The Cabinet’s approval of KSh 4.1 billion to scale up drought response interventions has sharpened focus on Kenya’s food supply outlook, even as the latest survey data show core retail prices remained broadly stable in January.
- •The additional allocation, announced early this month, is intended to support an estimated 3.3 million people facing acute food insecurity as drought conditions intensify.
- •Government projections warn the figure could rise to 3.6 million by June 2026 without urgent intervention, including in counties outside the traditional arid and semi-arid belt.
- •Data from the Agriculture Sector Survey, January 2026 by the Central Bank of Kenya (CBK) show that monthly price changes across sampled food commodities in the core Consumer Price Index (CPI) were minimal compared to December 2025.
Mandera, Wajir, Kwale and Kilifi are currently in the alarm phase, while Garissa, Tana River, Marsabit, Turkana, Meru North, Samburu and Isiolo are among counties in the alert phase.
Acute malnutrition is rising, affecting over 810,000 children and 104,000 pregnant and lactating women.
The funding supplements allocations made in December 2025 and January 2026 for relief food, logistics and limited non-food assistance, and comes against a backdrop of seasonal price pressures beginning to surface in key food items.
Processed staples, white and brown bread, wheat flour, sugar, cooking oil, cooking fat and fresh packeted milk, recorded negligible month-on-month movement, signalling relative stability in structured retail supply chains.
However, maize-related products edged higher. Green maize, loose maize grain, loose maize flour, sifted maize flour and fortified maize flour posted modest increases in January
Maize and associated products account for a combined weight of 2.6% in the overall CPI basket underscoring their influence on inflation dynamics.

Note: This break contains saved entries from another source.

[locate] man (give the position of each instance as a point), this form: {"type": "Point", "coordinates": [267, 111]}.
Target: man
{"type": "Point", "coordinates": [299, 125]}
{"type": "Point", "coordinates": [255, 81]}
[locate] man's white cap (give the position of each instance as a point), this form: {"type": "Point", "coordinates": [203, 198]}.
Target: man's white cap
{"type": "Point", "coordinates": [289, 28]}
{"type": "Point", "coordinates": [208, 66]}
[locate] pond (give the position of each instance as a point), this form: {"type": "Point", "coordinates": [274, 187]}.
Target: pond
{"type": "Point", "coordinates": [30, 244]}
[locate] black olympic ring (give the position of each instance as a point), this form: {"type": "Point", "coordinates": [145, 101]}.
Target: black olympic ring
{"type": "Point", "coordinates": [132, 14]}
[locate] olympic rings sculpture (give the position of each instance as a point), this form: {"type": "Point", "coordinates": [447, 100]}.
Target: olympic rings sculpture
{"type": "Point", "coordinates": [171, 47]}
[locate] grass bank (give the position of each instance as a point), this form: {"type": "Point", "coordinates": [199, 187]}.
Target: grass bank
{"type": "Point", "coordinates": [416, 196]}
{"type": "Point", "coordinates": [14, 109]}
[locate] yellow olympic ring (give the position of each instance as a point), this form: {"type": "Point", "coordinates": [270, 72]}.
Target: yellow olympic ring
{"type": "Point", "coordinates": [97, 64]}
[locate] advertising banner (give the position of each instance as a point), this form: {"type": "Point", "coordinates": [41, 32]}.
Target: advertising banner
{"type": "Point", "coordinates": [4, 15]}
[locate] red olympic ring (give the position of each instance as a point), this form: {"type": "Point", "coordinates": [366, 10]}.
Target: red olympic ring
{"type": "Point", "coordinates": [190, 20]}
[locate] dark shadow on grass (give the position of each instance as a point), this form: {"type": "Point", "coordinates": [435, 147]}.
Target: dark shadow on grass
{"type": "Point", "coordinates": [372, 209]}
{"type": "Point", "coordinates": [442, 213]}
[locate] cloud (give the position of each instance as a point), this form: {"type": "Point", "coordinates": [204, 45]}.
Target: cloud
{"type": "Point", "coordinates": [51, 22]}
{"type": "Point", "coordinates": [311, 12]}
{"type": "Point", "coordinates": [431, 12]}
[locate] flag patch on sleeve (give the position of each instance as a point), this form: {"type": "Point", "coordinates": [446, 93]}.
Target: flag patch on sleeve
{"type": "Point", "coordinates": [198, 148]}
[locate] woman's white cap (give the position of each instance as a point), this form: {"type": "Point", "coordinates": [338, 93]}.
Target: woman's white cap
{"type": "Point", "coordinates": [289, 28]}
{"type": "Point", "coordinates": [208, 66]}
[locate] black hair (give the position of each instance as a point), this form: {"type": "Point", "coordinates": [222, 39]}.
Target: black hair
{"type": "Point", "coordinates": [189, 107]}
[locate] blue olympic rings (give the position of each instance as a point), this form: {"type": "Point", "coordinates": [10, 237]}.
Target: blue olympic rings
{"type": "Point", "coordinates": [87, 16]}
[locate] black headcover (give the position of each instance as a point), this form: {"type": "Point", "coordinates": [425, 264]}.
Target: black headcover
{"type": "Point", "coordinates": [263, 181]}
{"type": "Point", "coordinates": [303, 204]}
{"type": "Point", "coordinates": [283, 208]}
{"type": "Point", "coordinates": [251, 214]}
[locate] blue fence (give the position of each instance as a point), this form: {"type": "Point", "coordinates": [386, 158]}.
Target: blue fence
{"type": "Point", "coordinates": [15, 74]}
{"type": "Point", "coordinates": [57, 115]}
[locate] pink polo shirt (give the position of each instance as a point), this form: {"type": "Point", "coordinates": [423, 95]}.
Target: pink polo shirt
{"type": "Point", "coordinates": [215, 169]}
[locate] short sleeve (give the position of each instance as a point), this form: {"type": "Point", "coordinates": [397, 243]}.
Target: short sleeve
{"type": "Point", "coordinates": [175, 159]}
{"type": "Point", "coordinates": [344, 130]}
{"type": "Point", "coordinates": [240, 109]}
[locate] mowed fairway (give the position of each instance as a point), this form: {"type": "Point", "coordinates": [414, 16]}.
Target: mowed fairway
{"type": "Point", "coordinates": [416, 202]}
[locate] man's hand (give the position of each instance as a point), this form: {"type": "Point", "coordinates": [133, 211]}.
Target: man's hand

Leafy vegetables, including spinach, sukuma wiki and traditional vegetables, also registered price increases, largely reflecting seasonal factors
Insights from January Survey
Survey respondents overwhelmingly cited adverse weather conditions (98%), input price increases such as seeds and fertiliser (87%), and transport costs (88%) as key drivers of current retail price movements.
With 72% of sampled farmers relying on rain-fed agriculture, the prevailing dry conditions amplify supply vulnerabilities, a reality now reflected in the government’s emergency fiscal response.
Despite the seasonal uptick in maize and vegetables, inflation expectations eased slightly. The proportion of respondents expecting overall inflation to increase one month ahead fell to 62% in January from 69% in December, while three-month expectations also moderated
This suggests that while drought risks are mounting in vulnerable counties, broader inflation pressures remain contained at the national level, a dynamic that could offer some policy flexibility as authorities balance price stability with growth support.
Farmers remain cautiously optimistic about the upcoming long rains season, with expectations of expanded acreage for key crops.
Credit uptake has risen to 48% from 37% in November, largely to finance inputs and labour, signalling preparation for increased production.